How to be a better friend by improving your listening skills
There are several phrases that most of us have heard growing up when it comes to being a good listener. We have heard listen more than you speak, you have two ears and one mouth, listen twice as much as you talk, words are powerful, think before you speak, and of course be an active listener. All of these are great, but how often do we actually implement them with our close friends?
We have a level of confidence and comfortability when it comes to our inner circle and knowing that we can spew all the information we want and at the end of the day our best friends will probably still be our best friends. But when was the last time you really sat down to listen more than you speak?
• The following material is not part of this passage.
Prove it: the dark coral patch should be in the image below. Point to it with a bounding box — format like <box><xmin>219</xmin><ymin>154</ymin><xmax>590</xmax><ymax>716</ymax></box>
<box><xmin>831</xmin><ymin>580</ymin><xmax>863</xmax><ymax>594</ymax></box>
Some thing I reflect on earlier this week is that just because you are best friends it does not mean that you can’t be a better friend. I want to be a better friend to the most important people in my life. One of the ways I am working on doing that is doing a better job of listening to them.
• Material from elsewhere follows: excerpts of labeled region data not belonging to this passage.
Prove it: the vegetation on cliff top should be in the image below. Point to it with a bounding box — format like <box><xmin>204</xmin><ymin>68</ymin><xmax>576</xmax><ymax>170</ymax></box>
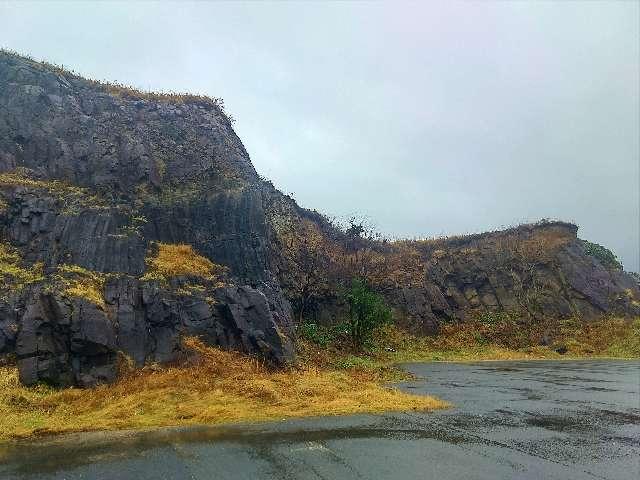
<box><xmin>0</xmin><ymin>168</ymin><xmax>107</xmax><ymax>213</ymax></box>
<box><xmin>0</xmin><ymin>48</ymin><xmax>234</xmax><ymax>119</ymax></box>
<box><xmin>582</xmin><ymin>240</ymin><xmax>622</xmax><ymax>270</ymax></box>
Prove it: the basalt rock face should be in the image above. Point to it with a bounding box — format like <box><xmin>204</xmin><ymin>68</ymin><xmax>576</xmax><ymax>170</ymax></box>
<box><xmin>388</xmin><ymin>222</ymin><xmax>640</xmax><ymax>332</ymax></box>
<box><xmin>0</xmin><ymin>53</ymin><xmax>295</xmax><ymax>386</ymax></box>
<box><xmin>0</xmin><ymin>52</ymin><xmax>640</xmax><ymax>386</ymax></box>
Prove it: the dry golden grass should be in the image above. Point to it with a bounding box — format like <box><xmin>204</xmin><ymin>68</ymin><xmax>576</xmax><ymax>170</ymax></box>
<box><xmin>378</xmin><ymin>318</ymin><xmax>640</xmax><ymax>362</ymax></box>
<box><xmin>0</xmin><ymin>339</ymin><xmax>447</xmax><ymax>441</ymax></box>
<box><xmin>0</xmin><ymin>242</ymin><xmax>44</xmax><ymax>299</ymax></box>
<box><xmin>142</xmin><ymin>243</ymin><xmax>224</xmax><ymax>280</ymax></box>
<box><xmin>0</xmin><ymin>168</ymin><xmax>106</xmax><ymax>213</ymax></box>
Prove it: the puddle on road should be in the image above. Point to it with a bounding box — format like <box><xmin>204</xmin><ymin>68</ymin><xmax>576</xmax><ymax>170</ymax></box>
<box><xmin>0</xmin><ymin>422</ymin><xmax>470</xmax><ymax>475</ymax></box>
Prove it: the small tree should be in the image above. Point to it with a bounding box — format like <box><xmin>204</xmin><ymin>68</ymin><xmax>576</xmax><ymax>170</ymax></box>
<box><xmin>346</xmin><ymin>278</ymin><xmax>391</xmax><ymax>350</ymax></box>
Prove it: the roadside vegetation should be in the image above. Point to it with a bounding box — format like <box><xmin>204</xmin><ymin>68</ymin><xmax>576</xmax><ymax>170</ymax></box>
<box><xmin>0</xmin><ymin>338</ymin><xmax>447</xmax><ymax>441</ymax></box>
<box><xmin>299</xmin><ymin>315</ymin><xmax>640</xmax><ymax>368</ymax></box>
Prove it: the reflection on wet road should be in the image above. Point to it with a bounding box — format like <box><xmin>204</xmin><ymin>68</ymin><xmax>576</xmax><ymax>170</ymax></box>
<box><xmin>0</xmin><ymin>360</ymin><xmax>640</xmax><ymax>480</ymax></box>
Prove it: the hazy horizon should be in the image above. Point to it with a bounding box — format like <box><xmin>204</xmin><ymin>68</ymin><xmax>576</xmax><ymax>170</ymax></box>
<box><xmin>0</xmin><ymin>2</ymin><xmax>640</xmax><ymax>271</ymax></box>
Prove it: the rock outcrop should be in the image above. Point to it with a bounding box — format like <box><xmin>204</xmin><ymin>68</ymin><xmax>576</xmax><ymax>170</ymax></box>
<box><xmin>0</xmin><ymin>52</ymin><xmax>640</xmax><ymax>386</ymax></box>
<box><xmin>389</xmin><ymin>222</ymin><xmax>640</xmax><ymax>331</ymax></box>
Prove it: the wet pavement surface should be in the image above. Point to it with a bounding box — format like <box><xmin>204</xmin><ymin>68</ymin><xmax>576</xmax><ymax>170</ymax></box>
<box><xmin>0</xmin><ymin>360</ymin><xmax>640</xmax><ymax>480</ymax></box>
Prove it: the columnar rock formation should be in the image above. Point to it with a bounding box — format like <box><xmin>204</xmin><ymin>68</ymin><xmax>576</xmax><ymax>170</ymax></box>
<box><xmin>0</xmin><ymin>52</ymin><xmax>640</xmax><ymax>385</ymax></box>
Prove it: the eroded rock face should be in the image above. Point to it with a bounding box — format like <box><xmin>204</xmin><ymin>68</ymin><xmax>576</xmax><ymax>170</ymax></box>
<box><xmin>0</xmin><ymin>52</ymin><xmax>294</xmax><ymax>386</ymax></box>
<box><xmin>10</xmin><ymin>278</ymin><xmax>294</xmax><ymax>387</ymax></box>
<box><xmin>389</xmin><ymin>222</ymin><xmax>640</xmax><ymax>332</ymax></box>
<box><xmin>15</xmin><ymin>292</ymin><xmax>117</xmax><ymax>386</ymax></box>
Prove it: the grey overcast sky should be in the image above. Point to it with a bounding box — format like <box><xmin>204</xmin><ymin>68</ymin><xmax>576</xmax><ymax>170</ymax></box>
<box><xmin>0</xmin><ymin>0</ymin><xmax>640</xmax><ymax>271</ymax></box>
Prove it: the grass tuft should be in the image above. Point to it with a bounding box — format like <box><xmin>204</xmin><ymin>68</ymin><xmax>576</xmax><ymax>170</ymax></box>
<box><xmin>141</xmin><ymin>243</ymin><xmax>225</xmax><ymax>281</ymax></box>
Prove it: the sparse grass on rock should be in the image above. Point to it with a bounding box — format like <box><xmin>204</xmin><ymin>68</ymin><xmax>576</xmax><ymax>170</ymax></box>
<box><xmin>0</xmin><ymin>338</ymin><xmax>447</xmax><ymax>441</ymax></box>
<box><xmin>142</xmin><ymin>243</ymin><xmax>225</xmax><ymax>281</ymax></box>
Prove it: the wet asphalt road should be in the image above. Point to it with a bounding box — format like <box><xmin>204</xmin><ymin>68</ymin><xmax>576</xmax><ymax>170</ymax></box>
<box><xmin>0</xmin><ymin>360</ymin><xmax>640</xmax><ymax>480</ymax></box>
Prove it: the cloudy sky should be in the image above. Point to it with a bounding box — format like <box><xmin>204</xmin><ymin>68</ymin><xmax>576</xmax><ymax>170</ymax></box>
<box><xmin>0</xmin><ymin>0</ymin><xmax>640</xmax><ymax>271</ymax></box>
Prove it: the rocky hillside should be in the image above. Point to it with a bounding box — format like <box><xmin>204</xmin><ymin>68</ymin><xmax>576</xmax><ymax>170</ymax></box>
<box><xmin>0</xmin><ymin>52</ymin><xmax>640</xmax><ymax>385</ymax></box>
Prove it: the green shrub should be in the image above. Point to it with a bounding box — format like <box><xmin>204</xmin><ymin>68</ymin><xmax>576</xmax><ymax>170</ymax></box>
<box><xmin>297</xmin><ymin>322</ymin><xmax>349</xmax><ymax>347</ymax></box>
<box><xmin>345</xmin><ymin>279</ymin><xmax>392</xmax><ymax>350</ymax></box>
<box><xmin>582</xmin><ymin>240</ymin><xmax>622</xmax><ymax>270</ymax></box>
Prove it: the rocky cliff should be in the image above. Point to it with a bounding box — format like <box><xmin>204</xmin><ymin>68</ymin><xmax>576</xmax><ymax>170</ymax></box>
<box><xmin>0</xmin><ymin>52</ymin><xmax>640</xmax><ymax>385</ymax></box>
What makes a good listener
Good listeners seek FIRST to understand and seek next to be understood! This is a quote my dad always told me often growing up. And if you watched my recent Instagram lives as Miss grand United States I’ve said this several times now😉
Some of this seeking requires us to interpret verbal and nonverbal cues, tone of voice, body language, facial expressions, and amount of verbiage coming from our friend. Good listeners will show their engagement by asking questions if and when appropriate. By doing this, you will encourage and welcome the thoughts of the person you’re listening to.
Some key tips… Listen fully before interrupting, acknowledge what your friend is saying, and at the end of the day… If you feel you can do better just ask! They are your best friend for a reason or one of your close friends for a reason, ask them what you can do better.